Just lately, a group of World Financial institution officers met caretaker Federal Minister for Privatisation Fawad Hasan Fawad in Islamabad to debate the federal government’s privatisation coverage with particular deal with DISCOs.
Apart from the Karachi Division, the 2 public energy DISCOs in Sindh – Hyderabad Electrical Provide Firm (Hesco) and Sukkur Electrical Energy Firm (Sepco) – present companies in 23 districts the place officers and unionists have been complaining due to an acute scarcity of employees and correct tools to run the utilities.
On the identical time, they’re being pressurised to make sure 100% invoice restoration and eradicate decades-old drawback of energy theft.
Veteran labour chief and All Pakistan Wapda Hydroelectric Employees Union Central Common Secretary Khurshid Ahmed, whereas speaking to The Categorical Tribune over telephone from Lahore, stated that the federal government is performing on diktat of the Worldwide Financial Fund (IMF) and planning to privatise corporations, which is able to multiply issues of lots as outsourcing of unprofitable organisations is just not an acceptable answer to such and different points.

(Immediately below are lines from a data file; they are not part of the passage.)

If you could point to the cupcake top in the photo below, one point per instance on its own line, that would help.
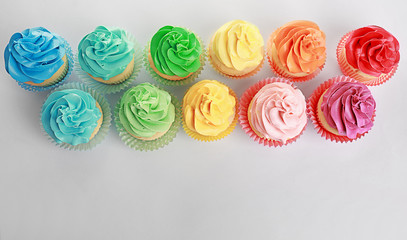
(70, 116)
(277, 112)
(105, 52)
(238, 45)
(175, 51)
(348, 107)
(299, 46)
(372, 50)
(208, 107)
(34, 54)
(146, 110)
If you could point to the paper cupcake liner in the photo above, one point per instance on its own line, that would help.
(312, 105)
(149, 145)
(247, 75)
(104, 128)
(223, 134)
(113, 88)
(244, 107)
(277, 70)
(58, 82)
(349, 71)
(181, 82)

Learn Defaulters owe DISCOs over Rs2tr
He stated that Wapda used to work effectively however the authorities fashioned DISCOs and inked agreements with unbiased energy producers (IPPs) on the idea of ill-advised insurance policies.
“At the moment, each employees of the businesses and prospects are paying the value of incorrect methods, that are scaling up energy tariff and compelling prospects to steal electrical energy to keep away from excessive tariffs.
“What’s extra, no appointments have been made for the final six years whereas each DISCO is dealing with a scarcity of technical employees. Sincere and laborious employees should be inspired and black sheep must be punished to run organisations easily,” he stated.
Hesco spokesperson Sadiq Kubar stated that the federal government did by no means share the privatisation coverage with the corporate, whereas the corporate recovered over Rs4 billion out of the full dues of Rs174 billion since September 7 through the anti-theft marketing campaign with the help of Sindh police, Federal Investigation Company (FIA) and income division. Furthermore, the corporate is dealing with 38% employees scarcity.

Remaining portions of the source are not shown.